Historically, Spark has been a pure query engine. This means every Spark user operated a separate storage layer, typically an HDFS cluster or an S3 data lake.
Delta Lake is a built-in storage layer for Spark and Databricks that also provides many of the features of traditional analytical databases:
- A schema for each table.
- Transactional inserts, updates, and deletes.
- Table and column statistics, which allows an optimizer to plan efficient joins.
If these features seem familiar, they should: these are the key features of a relational database. In particular, the ability to do efficient joins is what makes a database relational.
Delta Lake is especially significant because it represents a kind of convergence between data lakes and data warehouses. Databricks calls this the "Lakehouse". We see the exact same phenomenon, in the opposite direction, from Snowflake. Their original innovation was the separation of compute from storage, which brought the cost advantages of data lakes into a familiar SQL data warehouse. More recently they announced Snowpark, which will allow Snowflake customers to write queries using procedural programming languages.

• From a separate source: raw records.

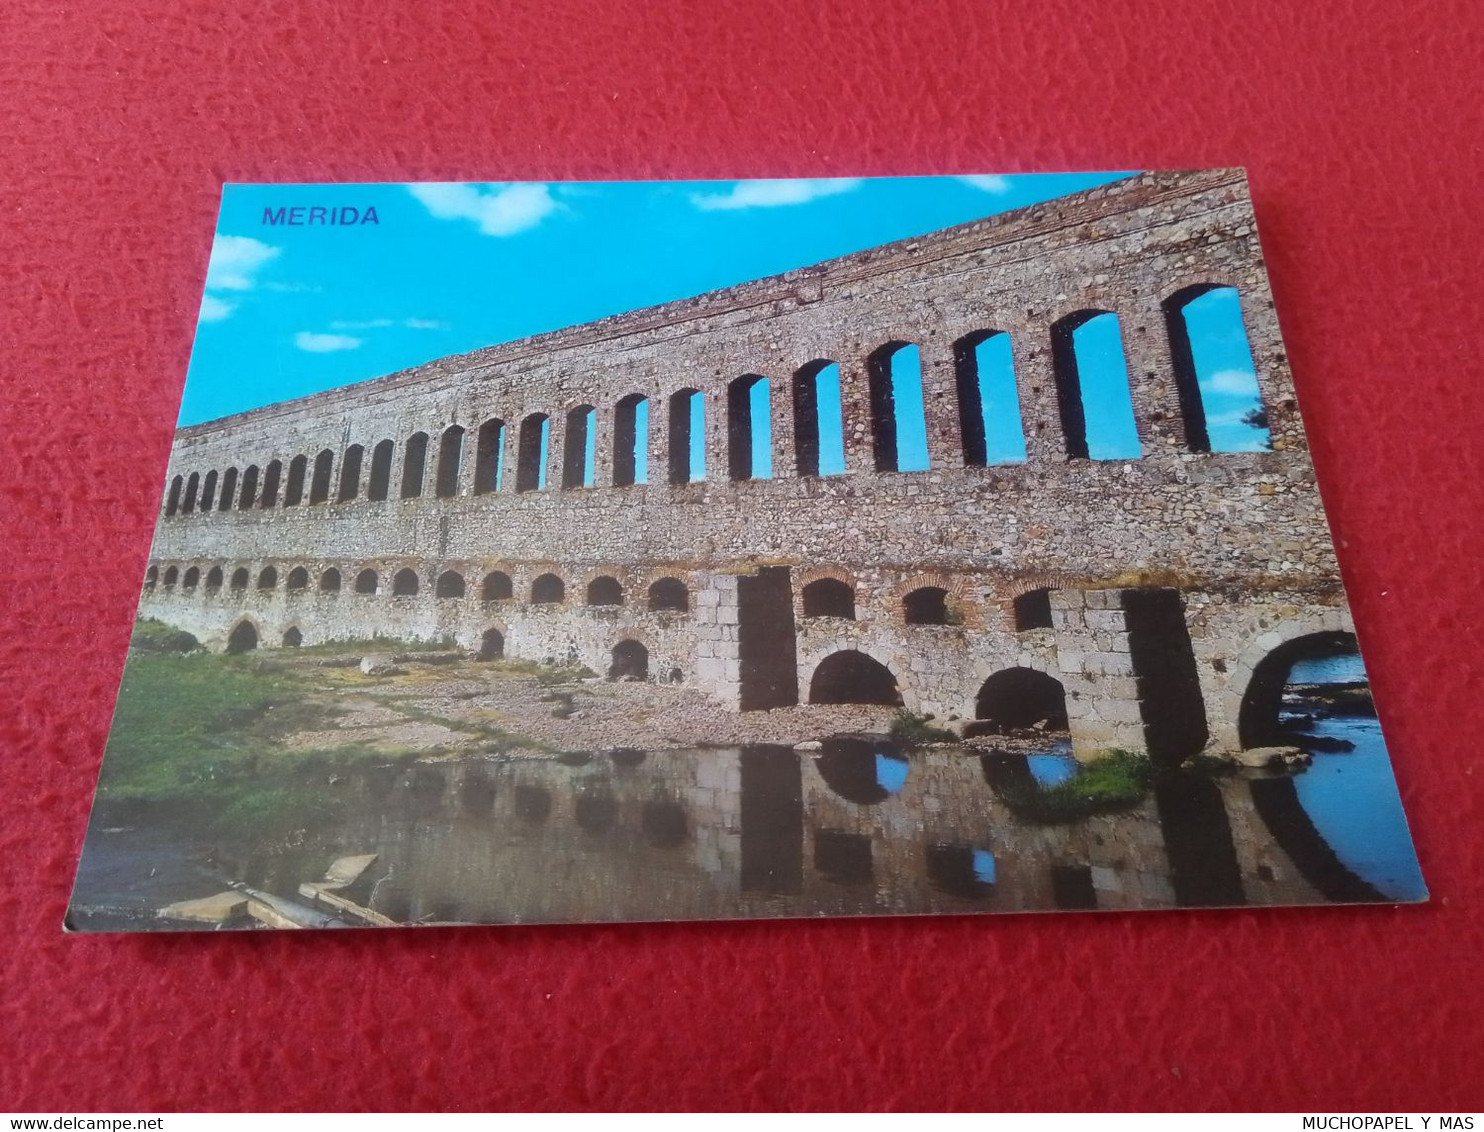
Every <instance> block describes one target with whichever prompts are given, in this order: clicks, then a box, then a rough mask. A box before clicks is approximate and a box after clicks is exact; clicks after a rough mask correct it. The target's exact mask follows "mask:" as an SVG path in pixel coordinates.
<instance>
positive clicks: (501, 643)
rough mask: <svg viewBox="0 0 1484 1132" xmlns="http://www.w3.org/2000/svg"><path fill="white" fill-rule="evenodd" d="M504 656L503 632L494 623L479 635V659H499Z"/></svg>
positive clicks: (504, 637)
mask: <svg viewBox="0 0 1484 1132" xmlns="http://www.w3.org/2000/svg"><path fill="white" fill-rule="evenodd" d="M503 656H505V634H503V632H500V629H499V628H497V626H494V625H491V626H490V628H488V629H485V631H484V634H481V636H479V659H481V660H500V659H502V657H503Z"/></svg>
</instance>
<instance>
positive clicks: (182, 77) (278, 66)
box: [0, 0, 1484, 1113]
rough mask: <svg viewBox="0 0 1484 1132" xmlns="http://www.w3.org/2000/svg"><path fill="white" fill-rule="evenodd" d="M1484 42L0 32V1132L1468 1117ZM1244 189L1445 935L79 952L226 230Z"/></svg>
mask: <svg viewBox="0 0 1484 1132" xmlns="http://www.w3.org/2000/svg"><path fill="white" fill-rule="evenodd" d="M1481 36H1484V7H1481V6H1480V4H1477V3H1466V1H1465V0H1431V1H1429V3H1426V4H1407V3H1396V1H1395V0H1388V1H1385V3H1383V1H1382V0H1347V1H1345V0H1342V1H1337V3H1312V0H1299V1H1296V3H1275V1H1273V0H1159V1H1158V3H1132V1H1131V0H1129V1H1128V3H1123V1H1110V0H1086V1H1085V3H1071V0H1037V1H1031V0H999V1H997V3H971V1H969V0H957V1H954V0H925V1H922V3H908V1H907V0H890V1H887V0H873V3H837V4H831V3H812V1H809V0H711V1H709V3H683V1H680V0H677V1H675V3H619V1H614V0H586V1H583V0H571V1H568V3H552V1H551V0H545V1H536V0H519V1H516V3H505V4H478V6H476V4H472V3H451V1H450V0H417V1H416V3H414V1H413V0H408V1H405V3H374V1H372V0H358V1H341V3H334V4H331V3H294V1H292V0H276V1H275V3H230V1H229V3H215V4H206V3H183V1H181V0H157V1H156V3H113V4H92V3H80V1H79V0H74V1H73V3H70V4H68V3H42V1H40V0H9V3H6V4H0V95H3V102H0V105H3V107H4V110H3V119H0V343H3V355H0V405H3V426H0V547H3V550H4V577H3V582H0V806H3V812H0V813H3V816H0V984H3V985H0V1108H6V1107H10V1108H19V1110H43V1111H62V1113H65V1111H89V1110H123V1111H128V1110H174V1108H185V1110H191V1108H224V1110H236V1108H249V1110H260V1108H266V1110H273V1108H329V1110H341V1108H470V1110H476V1108H505V1107H521V1108H537V1107H539V1108H551V1107H579V1108H598V1107H604V1108H619V1107H662V1108H671V1107H699V1108H714V1107H741V1108H761V1107H789V1108H908V1107H922V1108H938V1107H954V1108H963V1107H990V1108H1166V1107H1168V1108H1235V1107H1244V1108H1245V1107H1251V1108H1297V1110H1334V1108H1343V1110H1350V1111H1364V1110H1385V1108H1411V1110H1435V1108H1437V1110H1450V1108H1460V1107H1474V1108H1478V1107H1481V1105H1484V1087H1481V1082H1484V1068H1481V1065H1480V1050H1481V1049H1484V1024H1481V1018H1484V1006H1481V1003H1480V1001H1478V997H1477V996H1478V991H1480V984H1481V979H1480V975H1481V954H1484V932H1481V921H1484V904H1481V869H1480V846H1481V832H1480V826H1481V822H1484V807H1481V801H1484V791H1481V786H1484V774H1477V773H1475V766H1477V764H1478V761H1480V746H1478V736H1480V733H1481V730H1484V708H1481V705H1484V694H1481V690H1480V678H1481V665H1480V660H1478V631H1480V614H1478V593H1480V589H1481V573H1484V568H1481V562H1484V484H1481V481H1480V472H1481V470H1484V469H1481V460H1480V439H1478V438H1480V435H1481V432H1484V408H1481V399H1480V395H1478V384H1480V329H1481V326H1480V280H1478V266H1480V258H1481V252H1484V240H1481V234H1484V226H1481V220H1480V215H1481V205H1480V185H1481V184H1484V150H1481V141H1480V139H1481V136H1484V114H1481V98H1480V88H1478V82H1480V68H1481V58H1480V47H1478V45H1480V42H1481ZM1209 165H1247V166H1248V168H1250V171H1251V178H1252V191H1254V197H1255V203H1257V211H1258V218H1260V223H1261V228H1263V243H1264V248H1266V252H1267V257H1269V267H1270V272H1272V279H1273V289H1275V292H1276V297H1278V304H1279V316H1281V319H1282V323H1284V329H1285V332H1287V337H1288V346H1290V352H1291V358H1293V369H1294V375H1296V380H1297V383H1299V392H1300V396H1301V401H1303V408H1304V415H1306V418H1307V423H1309V429H1310V436H1312V444H1313V454H1315V463H1316V464H1318V469H1319V478H1321V482H1322V485H1324V490H1325V497H1327V500H1328V504H1330V513H1331V518H1333V522H1334V528H1336V533H1337V537H1339V540H1340V544H1342V559H1343V565H1345V573H1346V579H1347V582H1349V585H1350V593H1352V598H1353V604H1355V614H1356V620H1358V623H1359V626H1361V634H1362V641H1364V644H1365V648H1367V654H1368V660H1370V665H1371V675H1373V681H1374V687H1376V691H1377V697H1379V700H1380V703H1382V714H1383V720H1385V723H1386V727H1388V733H1389V739H1391V743H1392V751H1393V761H1395V766H1396V773H1398V777H1399V780H1401V789H1402V795H1404V800H1405V803H1407V809H1408V813H1410V816H1411V819H1413V825H1414V831H1416V840H1417V847H1419V852H1420V856H1422V863H1423V871H1425V874H1426V877H1428V881H1429V884H1431V887H1432V893H1434V899H1432V902H1431V904H1429V905H1426V906H1414V908H1361V909H1346V908H1322V909H1299V911H1291V909H1288V911H1284V909H1273V911H1266V909H1251V911H1236V912H1174V914H1141V915H1042V917H1031V915H1020V917H1014V915H1012V917H994V918H941V920H896V921H890V920H879V921H856V923H850V921H834V923H831V921H816V923H772V924H699V926H697V924H680V926H644V927H592V929H470V930H427V932H386V933H324V935H315V933H295V935H276V933H255V935H236V936H227V935H217V936H202V935H191V936H180V938H162V936H151V938H123V936H111V938H110V936H71V938H68V936H64V935H62V932H61V923H62V909H64V904H65V899H67V893H68V887H70V884H71V877H73V866H74V860H76V856H77V850H79V846H80V843H82V835H83V826H85V820H86V813H88V806H89V800H91V795H92V786H93V776H95V773H96V767H98V758H99V752H101V749H102V743H104V736H105V731H107V727H108V717H110V711H111V708H113V697H114V690H116V684H117V679H119V671H120V666H122V663H123V651H125V642H126V639H128V635H129V625H131V619H132V616H134V604H135V596H137V588H138V580H139V577H141V573H142V568H144V558H145V550H147V546H148V542H150V531H151V527H153V522H154V513H156V507H157V500H159V494H160V481H162V475H163V467H165V460H166V453H168V447H169V441H171V433H172V427H174V420H175V409H177V402H178V396H180V387H181V383H183V380H184V374H185V362H187V356H188V350H190V341H191V331H193V326H194V320H196V303H197V298H199V294H200V283H202V276H203V273H205V267H206V255H208V249H209V240H211V231H212V226H214V217H215V208H217V193H218V184H220V182H221V181H223V180H242V181H252V180H300V181H321V180H413V178H430V180H464V178H469V180H484V178H488V180H505V178H637V177H736V175H754V177H755V175H838V174H904V172H987V171H1005V172H1012V171H1048V169H1109V168H1150V166H1174V168H1187V166H1209Z"/></svg>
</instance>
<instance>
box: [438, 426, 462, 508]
mask: <svg viewBox="0 0 1484 1132" xmlns="http://www.w3.org/2000/svg"><path fill="white" fill-rule="evenodd" d="M462 469H463V427H462V426H459V424H450V426H448V427H447V429H444V435H442V436H439V438H438V479H436V482H435V484H433V496H435V497H436V498H453V497H454V496H457V494H459V473H460V470H462Z"/></svg>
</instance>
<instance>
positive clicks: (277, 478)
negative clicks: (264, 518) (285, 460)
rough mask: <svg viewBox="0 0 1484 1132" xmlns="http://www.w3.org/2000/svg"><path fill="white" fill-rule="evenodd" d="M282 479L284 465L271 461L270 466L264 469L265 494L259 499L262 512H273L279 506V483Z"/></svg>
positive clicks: (264, 492) (258, 503) (263, 493)
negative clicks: (278, 498)
mask: <svg viewBox="0 0 1484 1132" xmlns="http://www.w3.org/2000/svg"><path fill="white" fill-rule="evenodd" d="M282 478H283V464H282V463H279V461H278V460H270V461H269V466H267V467H264V469H263V494H261V496H260V497H258V507H260V509H261V510H272V509H273V507H276V506H278V491H279V481H280V479H282Z"/></svg>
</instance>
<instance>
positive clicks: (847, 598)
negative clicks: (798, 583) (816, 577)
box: [804, 577, 855, 622]
mask: <svg viewBox="0 0 1484 1132" xmlns="http://www.w3.org/2000/svg"><path fill="white" fill-rule="evenodd" d="M804 616H806V617H844V619H846V620H852V622H853V620H855V588H852V586H850V585H847V583H844V582H841V580H840V579H837V577H822V579H818V580H816V582H810V583H809V585H807V586H804Z"/></svg>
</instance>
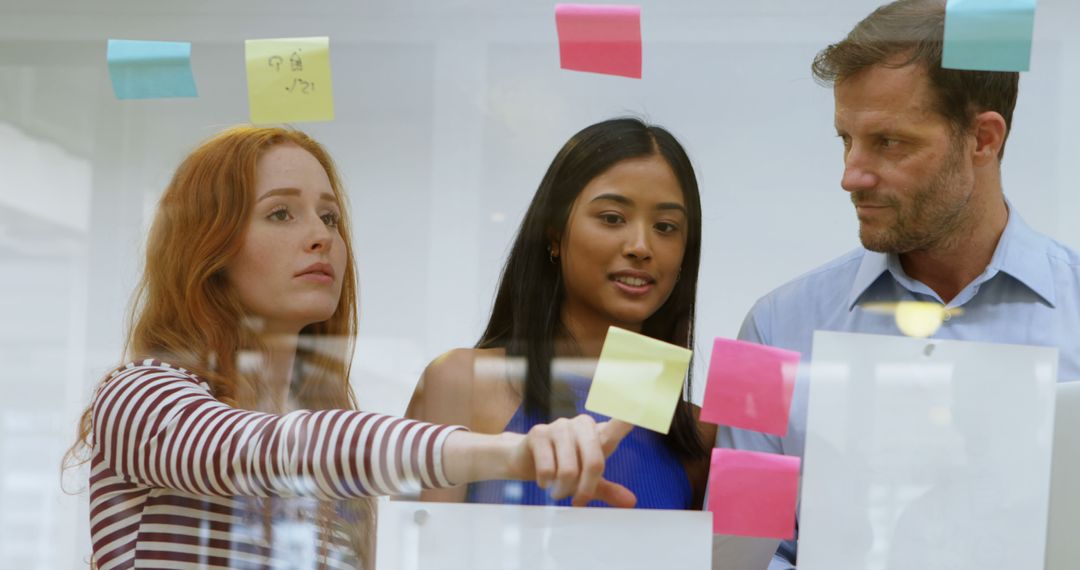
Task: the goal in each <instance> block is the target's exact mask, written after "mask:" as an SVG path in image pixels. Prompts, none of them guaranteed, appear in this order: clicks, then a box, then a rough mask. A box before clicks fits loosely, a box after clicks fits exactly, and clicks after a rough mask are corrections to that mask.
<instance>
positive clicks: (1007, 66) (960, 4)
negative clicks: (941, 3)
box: [942, 0, 1036, 71]
mask: <svg viewBox="0 0 1080 570" xmlns="http://www.w3.org/2000/svg"><path fill="white" fill-rule="evenodd" d="M1035 3H1036V0H948V3H947V4H946V6H945V44H944V46H943V48H942V67H945V68H949V69H973V70H980V71H1027V69H1028V65H1029V64H1030V60H1031V33H1032V31H1034V29H1035Z"/></svg>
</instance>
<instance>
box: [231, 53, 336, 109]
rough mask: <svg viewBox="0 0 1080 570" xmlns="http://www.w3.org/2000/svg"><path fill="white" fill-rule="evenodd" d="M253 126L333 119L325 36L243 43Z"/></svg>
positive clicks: (247, 95) (249, 102)
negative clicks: (259, 123) (315, 37)
mask: <svg viewBox="0 0 1080 570" xmlns="http://www.w3.org/2000/svg"><path fill="white" fill-rule="evenodd" d="M244 57H245V59H246V60H247V105H248V108H249V110H251V116H252V122H253V123H256V124H258V123H296V122H305V121H332V120H334V85H333V83H332V82H330V39H329V38H282V39H276V40H246V41H245V42H244Z"/></svg>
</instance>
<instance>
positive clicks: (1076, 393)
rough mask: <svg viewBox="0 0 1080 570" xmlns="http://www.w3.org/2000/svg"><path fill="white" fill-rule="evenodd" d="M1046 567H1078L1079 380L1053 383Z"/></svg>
mask: <svg viewBox="0 0 1080 570" xmlns="http://www.w3.org/2000/svg"><path fill="white" fill-rule="evenodd" d="M1056 408H1057V411H1056V412H1055V413H1054V459H1053V467H1052V470H1051V473H1052V475H1051V478H1050V517H1049V523H1048V528H1047V570H1076V568H1077V567H1080V540H1077V530H1078V529H1080V382H1076V381H1074V382H1067V383H1061V384H1057V406H1056Z"/></svg>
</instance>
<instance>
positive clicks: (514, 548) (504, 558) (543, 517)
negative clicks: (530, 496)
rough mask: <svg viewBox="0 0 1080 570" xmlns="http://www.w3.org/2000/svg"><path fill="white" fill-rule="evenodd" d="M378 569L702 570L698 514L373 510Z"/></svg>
mask: <svg viewBox="0 0 1080 570" xmlns="http://www.w3.org/2000/svg"><path fill="white" fill-rule="evenodd" d="M377 537H378V539H377V545H376V569H377V570H435V569H437V570H459V569H460V570H556V569H557V570H576V569H581V570H597V569H602V568H617V569H620V570H623V569H642V570H660V569H669V568H678V569H687V570H708V569H710V568H711V557H712V518H711V515H710V514H708V513H703V512H698V511H656V510H618V508H571V507H554V506H519V505H487V504H460V503H419V502H404V501H390V502H381V503H380V504H379V516H378V534H377Z"/></svg>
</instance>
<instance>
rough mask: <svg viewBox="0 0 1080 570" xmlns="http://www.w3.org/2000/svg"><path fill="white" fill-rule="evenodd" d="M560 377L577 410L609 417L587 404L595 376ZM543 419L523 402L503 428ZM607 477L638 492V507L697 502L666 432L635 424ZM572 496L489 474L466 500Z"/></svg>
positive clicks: (539, 501) (507, 502)
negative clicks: (585, 405) (557, 495)
mask: <svg viewBox="0 0 1080 570" xmlns="http://www.w3.org/2000/svg"><path fill="white" fill-rule="evenodd" d="M559 380H565V382H566V384H567V385H568V386H569V388H570V390H571V391H572V393H573V404H575V407H576V408H577V412H578V413H588V415H590V416H592V417H593V419H595V420H596V421H598V422H600V421H607V420H609V419H610V418H608V417H607V416H600V415H598V413H593V412H591V411H586V410H585V407H584V406H585V398H586V397H588V396H589V384H590V382H591V380H590V379H589V378H584V377H581V376H570V375H563V376H562V377H561V378H559ZM538 423H544V422H543V419H542V418H541V417H540V416H539V415H537V413H535V412H529V413H526V412H525V410H524V407H522V406H518V408H517V411H515V412H514V416H513V417H512V418H511V419H510V422H509V423H507V428H505V429H504V431H507V432H514V433H527V432H528V431H529V430H530V429H531V428H532V426H534V425H536V424H538ZM604 478H606V479H608V480H610V481H615V483H618V484H620V485H622V486H624V487H626V488H627V489H630V490H631V491H633V492H634V494H635V496H637V505H636V508H681V510H687V508H691V507H692V504H691V503H692V502H693V490H692V489H691V487H690V479H689V477H687V474H686V469H685V467H684V466H683V463H681V461H679V459H678V457H676V456H675V453H674V452H672V451H671V450H670V449H669V448H667V446H666V445H665V444H664V436H663V435H661V434H658V433H656V432H652V431H650V430H645V429H643V428H636V426H635V428H634V429H633V430H632V431H631V432H630V434H629V435H626V437H624V438H623V440H622V443H621V444H619V447H618V448H617V449H616V451H615V453H611V457H609V458H608V460H607V463H606V465H605V467H604ZM570 500H571V499H570V498H569V497H567V498H566V499H563V500H559V501H555V500H553V499H552V498H551V497H550V496H549V494H548V491H546V490H544V489H541V488H540V486H539V485H537V484H536V483H535V481H514V480H489V481H480V483H473V484H470V485H469V489H468V491H467V494H465V501H467V502H470V503H495V504H523V505H557V506H569V505H570ZM589 506H608V504H607V503H605V502H603V501H590V502H589Z"/></svg>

Over time, we expect both data warehouses and data lakes to co-opt each others’ key advantages. The ideal analytical database system:
- Supports multi-table transactions.
- Has table and column-level permissions.
- Supports structured and semi-structured data.
- Executes joins efficiently.
- Can be queried using SQL and procedural programming languages.
- Natively supports advanced statistics.
You can call this system a cloud data warehouse, or a data lake, or a lakehouse. Or you can be old-fashioned, and call it a relational database management system.